The count model can be written as:

\[Y_{cbr/n} \sim \text{negative binomial} (\text{exp}({ -11.62922 -0.46504 \alpha_h -0.93666 \alpha_w -1.77445 \beta_b -0.00896\eta_{h,b} + 0.55340\eta_{w,b} }))\]

These coefficient estimations to not stray far from those seen in the zero-inflated negative binomial model.

Term Estimate Exp(estimate)*10^6
Black and no cam -11.62922 8.902130
Black and cam -13.40367 1.509594
White and no cam -12.56588 3.489054
White and cam -13.78693 1.028993
Hispanic and no cam -12.09426 5.591517
Hispanic and cam -13.87767 0.939733

The predicted chances of being black and shot without a camera far exceed any other race/camera combination. The descending order of predicted shot rates is:

  • Black and no cam
  • Hispanic and no cam
  • White and no camera
  • Black and camera
  • White and camera
  • Hispanic and camera.

The predicted shooting rates closely align with those seen in the zero-inflated Poisson regression, excepting the last two groups. In the zero-inflated Poisson model, the group predicted to host the smallest rate of shootings are Whites shot by an officer wearing a camera. With the negative binomial specification, the group predicted to have the smallest rate of shootings withing a county are Hispanics shot by an officer wearing a camera. The interaction term between race and camera status is insignificant, however, so these predictions should be taken with caution.

At this stage, a random effect is not implemented to account for multiple observations of the same county in these data. This is an important component that must be addressed for increased reliability of predictions.

We can formally compare the zero-inflated negative binomial model to a basic negative binomial to test if the added complexity of the zero-inflated part significantly improves estimations. The negative binomial is estimated below, using the “glm.nb” function from the MASS package.

## offset in negative binomial? weight? add it in like this? 
summary(NB1 <- glm.nb(camShot ~ race + cam + race*cam + offset(log(racePop+1)), data = countyPoisson))
## 
## Call:
## glm.nb(formula = camShot ~ race + cam + race * cam + offset(log(racePop + 
##     1)), data = countyPoisson, init.theta = 1.78726106, link = log)
## 
## Deviance Residuals: 
##     Min       1Q   Median       3Q      Max  
## -2.1247  -0.2252  -0.0902  -0.0323   4.0218  
## 
## Coefficients:
##                       Estimate Std.
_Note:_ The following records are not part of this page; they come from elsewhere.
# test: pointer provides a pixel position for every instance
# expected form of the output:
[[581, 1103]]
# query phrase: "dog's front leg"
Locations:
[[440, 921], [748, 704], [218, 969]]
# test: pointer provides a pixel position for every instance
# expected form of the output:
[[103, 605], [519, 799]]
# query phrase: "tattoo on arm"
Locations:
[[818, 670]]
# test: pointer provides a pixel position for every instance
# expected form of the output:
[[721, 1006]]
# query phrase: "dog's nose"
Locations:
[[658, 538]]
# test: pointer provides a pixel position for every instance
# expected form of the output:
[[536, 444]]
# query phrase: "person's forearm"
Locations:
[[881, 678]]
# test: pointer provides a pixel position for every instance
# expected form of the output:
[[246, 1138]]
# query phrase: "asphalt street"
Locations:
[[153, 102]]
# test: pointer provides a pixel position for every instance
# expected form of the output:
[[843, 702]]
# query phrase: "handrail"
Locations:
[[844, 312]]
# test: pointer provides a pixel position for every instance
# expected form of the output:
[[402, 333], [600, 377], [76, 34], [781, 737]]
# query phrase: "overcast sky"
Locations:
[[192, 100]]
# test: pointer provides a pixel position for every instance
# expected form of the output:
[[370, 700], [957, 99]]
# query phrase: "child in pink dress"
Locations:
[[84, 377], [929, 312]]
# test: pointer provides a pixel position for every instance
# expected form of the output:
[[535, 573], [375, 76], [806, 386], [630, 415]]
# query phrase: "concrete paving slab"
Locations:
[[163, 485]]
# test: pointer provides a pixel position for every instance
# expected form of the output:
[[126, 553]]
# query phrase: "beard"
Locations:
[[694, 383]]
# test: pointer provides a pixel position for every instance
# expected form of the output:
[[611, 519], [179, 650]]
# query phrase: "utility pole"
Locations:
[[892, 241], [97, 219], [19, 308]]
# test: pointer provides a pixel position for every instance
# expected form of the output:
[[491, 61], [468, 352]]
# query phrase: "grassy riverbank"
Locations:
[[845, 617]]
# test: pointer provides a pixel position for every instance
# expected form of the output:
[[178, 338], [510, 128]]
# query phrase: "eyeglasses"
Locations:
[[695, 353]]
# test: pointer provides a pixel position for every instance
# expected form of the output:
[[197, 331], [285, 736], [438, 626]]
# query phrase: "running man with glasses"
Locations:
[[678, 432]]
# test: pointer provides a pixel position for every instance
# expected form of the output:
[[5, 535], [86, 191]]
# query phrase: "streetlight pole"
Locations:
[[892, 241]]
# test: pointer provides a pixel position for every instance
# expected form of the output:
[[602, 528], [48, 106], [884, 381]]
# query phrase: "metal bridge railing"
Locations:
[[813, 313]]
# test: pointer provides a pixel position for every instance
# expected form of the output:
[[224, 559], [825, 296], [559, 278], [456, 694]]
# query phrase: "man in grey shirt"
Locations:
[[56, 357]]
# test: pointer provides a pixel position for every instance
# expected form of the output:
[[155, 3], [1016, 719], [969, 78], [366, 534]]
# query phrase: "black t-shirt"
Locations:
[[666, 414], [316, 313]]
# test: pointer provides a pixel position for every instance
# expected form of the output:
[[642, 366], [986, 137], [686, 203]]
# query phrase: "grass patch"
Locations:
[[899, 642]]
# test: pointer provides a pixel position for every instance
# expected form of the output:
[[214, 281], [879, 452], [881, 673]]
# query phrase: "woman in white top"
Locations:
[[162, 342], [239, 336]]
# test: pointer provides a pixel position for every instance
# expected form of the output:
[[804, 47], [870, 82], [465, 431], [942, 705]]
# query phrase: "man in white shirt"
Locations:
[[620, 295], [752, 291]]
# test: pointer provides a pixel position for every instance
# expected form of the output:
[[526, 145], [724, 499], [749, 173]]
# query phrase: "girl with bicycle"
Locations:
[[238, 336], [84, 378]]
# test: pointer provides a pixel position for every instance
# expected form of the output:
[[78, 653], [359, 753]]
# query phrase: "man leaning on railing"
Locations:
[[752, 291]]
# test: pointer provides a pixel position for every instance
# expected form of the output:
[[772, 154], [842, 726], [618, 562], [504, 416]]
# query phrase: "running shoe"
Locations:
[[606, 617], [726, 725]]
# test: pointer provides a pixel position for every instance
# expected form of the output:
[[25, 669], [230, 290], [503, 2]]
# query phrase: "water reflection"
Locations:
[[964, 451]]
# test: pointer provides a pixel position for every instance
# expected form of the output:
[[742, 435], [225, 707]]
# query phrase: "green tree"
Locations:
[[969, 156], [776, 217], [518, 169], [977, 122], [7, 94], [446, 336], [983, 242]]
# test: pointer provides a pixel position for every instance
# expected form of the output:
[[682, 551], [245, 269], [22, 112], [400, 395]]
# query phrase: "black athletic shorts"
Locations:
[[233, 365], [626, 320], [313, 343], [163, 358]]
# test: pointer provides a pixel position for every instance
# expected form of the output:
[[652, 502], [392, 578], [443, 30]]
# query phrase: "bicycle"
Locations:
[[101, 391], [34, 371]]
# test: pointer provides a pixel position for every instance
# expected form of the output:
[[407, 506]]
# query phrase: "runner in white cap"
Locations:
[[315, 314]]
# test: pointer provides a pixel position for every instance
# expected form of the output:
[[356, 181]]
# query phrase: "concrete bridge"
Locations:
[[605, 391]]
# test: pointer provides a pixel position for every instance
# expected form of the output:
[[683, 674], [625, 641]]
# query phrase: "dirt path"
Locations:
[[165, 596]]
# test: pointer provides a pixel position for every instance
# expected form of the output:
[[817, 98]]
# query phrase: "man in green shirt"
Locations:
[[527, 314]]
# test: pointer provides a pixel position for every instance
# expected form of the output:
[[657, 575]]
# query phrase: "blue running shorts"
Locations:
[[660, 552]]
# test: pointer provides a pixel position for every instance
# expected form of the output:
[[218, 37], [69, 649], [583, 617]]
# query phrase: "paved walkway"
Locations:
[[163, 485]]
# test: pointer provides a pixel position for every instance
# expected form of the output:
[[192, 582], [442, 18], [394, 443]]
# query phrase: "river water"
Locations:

Error  z value Pr(>|z|)    
## (Intercept)          -11.63370    0.06663 -174.598  < 2e-16 ***
## racehispanic          -0.56620    0.10809   -5.238 1.62e-07 ***
## racewhite             -0.92398    0.07989  -11.566  < 2e-16 ***
## camTrue               -2.17660    0.17498  -12.439  < 2e-16 ***
## racehispanic:camTrue  -0.11344    0.28915   -0.392    0.695    
## racewhite:camTrue     -0.17941    0.21530   -0.833    0.405    
## ---
## Signif. codes:  0 '***' 0.001 '**' 0.01 '*' 0.05 '.' 0.1 ' ' 1
## 
## (Dispersion parameter for Negative Binomial(1.7873) family taken to be 1)
## 
##     Null deviance: 4404.9  on 18647  degrees of freedom
## Residual deviance: 3324.7  on 18642  degrees of freedom
##   (98 observations deleted due to missingness)
## AIC: 6017.4
## 
## Number of Fisher Scoring iterations: 1
## 
## 
##               Theta:  1.787 
##           Std. Err.:  0.256 
## 
##  2 x log-likelihood:  -6003.424

We use a likihood ratio test to test if the added complexity of the zero-inflated negative binomial model sufficiently improves the model to rationalize its use. The null hypothesis, \(H_o\), is that the simpler model (the negative binomial) is better. The alternative hypothesis, \(H_A\), is that the more complex model (the zero-inflated NB) is better. The log-likelihood of the more complex model, the zero-inflated one, is -2992.655. The log-likelihood of the simpler model, the negative binomial, is -3001.712. We take two times the difference of these models to find the t-statistic, 18.114. To find the p-value, we take \(1-\text{pchisq}(\text{t-statistic, difference in df})\). The p-value thus equals 0.005952, and we conclude that the zero-inflated NB model is a significant improvement upon the negative binomial without zero-inflation.

2*(-2992.655 --3001.712)
## [1] 18.114
1-pchisq(18.114, 6)
## [1] 0.00595353

Compare Poisson and Negative Binomial

The question might now be raised, which is better: the zero-inflated Poisson model, or the zero-inflated negative binomial model? We can perform another likihood ratio test on these two models, with the formal hypotheses to test:

  • \(H_o\): The simpler model, the zero-inflated Poisson, should be selected in favor of the zero-inflated negative binomial model.
  • \(H_A\): The zero-inflated negative binomial model (with an extra parameter for overdispersion), should be selected in favor of the zero-inflated Poisson model.
2*( -2992.655 - -3035.039)
## [1] 84.768
1 - pchisq(84.768, 1)
## [1] 0

The t-statistic is equal to 84.768, and the p-value is equal to zero. With a p-value smaller than 0.05, we select the zero-inflated negative binomial model as the best option.

References

Gelman, A., & Hill, J. (2007). Data Analysis Using Regression and Multilevel. In Cambridge University Press (p. 625). https://doi.org/10.1017/CBO9781107415324.004

Hu, M.-C., Pavlicova, M., & Nunes, E. V. (2011). Zero-inflated and Hurdle Models of Count Data with Extra Zeros: Examples from an HIV-Risk Reduction Intervention Trial. The American Journal of Drug and Alcohol Abuse, 37(5), 367–375.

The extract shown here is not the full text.